My Edenic time at Westwood ended after eighteen months. A newly hired security guard gave credence to the stories and lay in wait for me long after his shift was done. I was biting into half a leftover hamburger I’d fished out of one of the trash containers when he came up behind me and said, “I’d be happy to buy you a whole one.” His name was Kevin, a really nice man. He bought me that hamburger, complete with fries and shake, on the way to the police station. There, a Mrs. Cabot from Family Services picked me up.
So the second—third? fourth?—act of my life began.
Next morning I woke up in what they call a holding facility. Whatever they called it, it was an animal pen, thirty or forty kids all stuffed in there. One of them came snuffling around my bed like a pig after truffles around 3 a.m. and left with a bloody nose, down one tooth. At 8:00 they gave me a breakfast of underdone, runny eggs with greasy bacon mixed in and carted me off to see a social worker.
She said her name was Miss Taylor. “The report states that you’ve been living on your own in the mall. Is that right?”
“Yes, ma’am.”
“And you’re eleven?”
“Almost twelve.”
“You told the admitting nurse that before this, you spent two years in a box under someone’s bed.”
Miss Taylor was sitting behind a desk in an office chair. She rocked back and forth, staring at me. When she rocked back, she went out of sight. There she was. Gone. There she was again.
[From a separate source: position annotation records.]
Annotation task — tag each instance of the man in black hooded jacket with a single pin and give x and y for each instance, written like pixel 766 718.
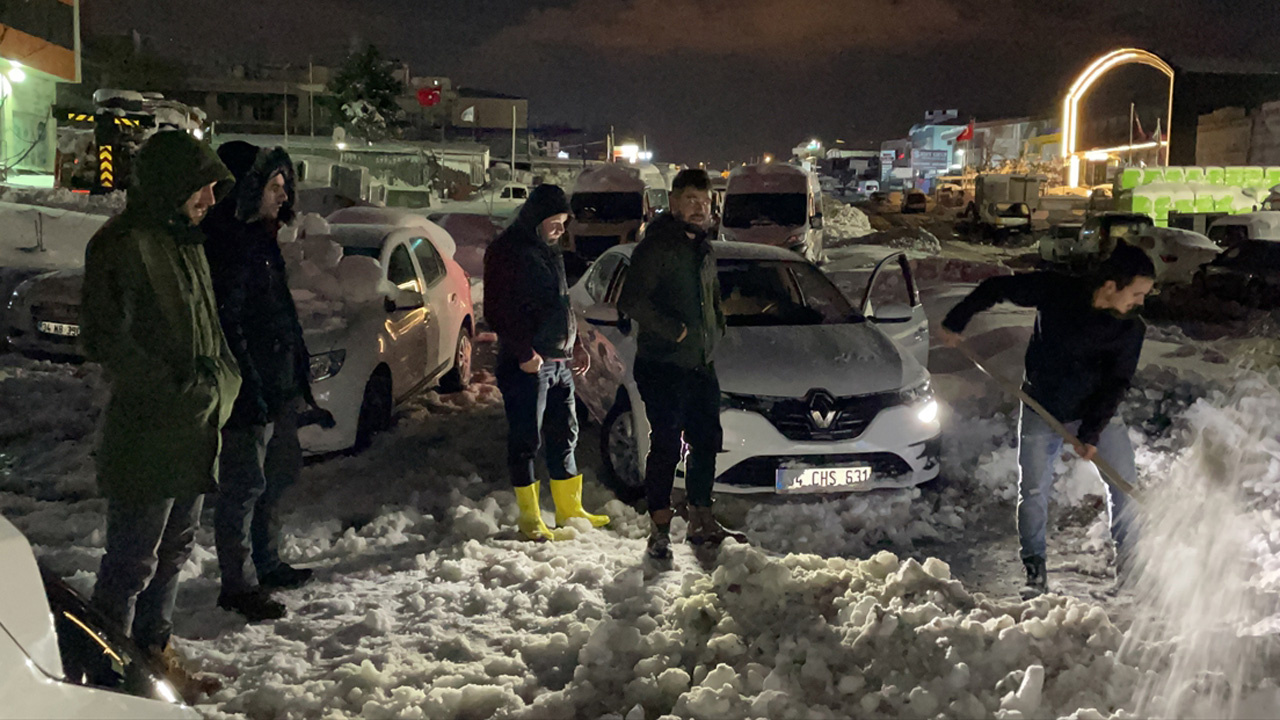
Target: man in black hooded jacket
pixel 261 455
pixel 526 304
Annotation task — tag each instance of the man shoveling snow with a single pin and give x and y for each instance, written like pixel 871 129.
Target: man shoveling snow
pixel 1080 360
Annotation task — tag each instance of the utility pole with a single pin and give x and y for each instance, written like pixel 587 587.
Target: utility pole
pixel 286 114
pixel 311 95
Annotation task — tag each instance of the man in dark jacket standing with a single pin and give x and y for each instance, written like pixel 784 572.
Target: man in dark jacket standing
pixel 672 292
pixel 261 455
pixel 526 302
pixel 1079 364
pixel 149 317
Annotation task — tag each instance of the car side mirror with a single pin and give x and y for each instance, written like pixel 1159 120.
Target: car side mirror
pixel 406 300
pixel 892 314
pixel 603 315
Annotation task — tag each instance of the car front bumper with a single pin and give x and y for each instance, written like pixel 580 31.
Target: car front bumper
pixel 901 451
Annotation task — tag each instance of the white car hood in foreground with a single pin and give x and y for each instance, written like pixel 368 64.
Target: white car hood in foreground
pixel 24 610
pixel 789 361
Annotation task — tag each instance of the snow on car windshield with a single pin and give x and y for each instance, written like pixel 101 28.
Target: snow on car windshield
pixel 780 292
pixel 607 206
pixel 789 209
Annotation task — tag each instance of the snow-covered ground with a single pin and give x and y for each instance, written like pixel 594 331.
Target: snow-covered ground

“The nurse thinks you made that up.”
“I don’t make things up.”
“You also said that during that time he repeatedly abused you.”
“That’s not what I said.”
Ignoring me, she went on: “That he touched you in inappropriate places, put his member in you.”
“His penis, you mean.”
“Yes. His penis.”
“Sometimes he did. More often it was other stuff.”
I’d made her out to be just another office zombie, but now she looked up, and her eyes brimmed with concern. You never know when or where these doors will open.
“Poor thing,” she said. “I’m so sorry.”
“Why?”
“Sweetheart—”
“My name’s Jenny.”
“Jenny, then. Adults are supposed to care for children, not take advantage of them.”
“Danny did take care of me. He brought me sundaes. He fed me, he cleaned my box twice a day. Took me out when he came home.”
Tears replaced the concern brimming in her eyes. I had the feeling that they habitually waited back there a long time; and that when they came, they pushed themselves out against her will.
She tried to cover by ducking her head to scribble notes.
Three days later, Mrs. Cabot showed up again to escort me to what everyone kept calling “a juvenile facility,” half hospital, half prison. (Daily my vocabulary was being enriched.) The buildings were uniformly ugly, all of them unrelievedly rectangular, painted dull gray and set with double-glass windows that made me think of fish tanks. I was assigned a narrow bed and lockless locker in Residence A—a closed ward, the attendant explained. Everyone started out here, she said, but if all went well, soon enough I’d be transferred to an open ward.
That was the extent of my orientation. The rest I got onto by watching and following along. Each morning at 6 we had ten minutes to shower. Then the water was turned off, though there weren’t enough showerheads to go around and even when we doubled up, some girls were left waiting. After that we had ten minutes to use toilets in open stalls before being marched in a line through a maze of covered crosswalks to the dining room. Captives from other residences, boys and girls alike, would just be finishing their breakfasts. We waited outside like ants at a picnic. Once the occupying forces were mustered on the crosswalk opposite, we entered.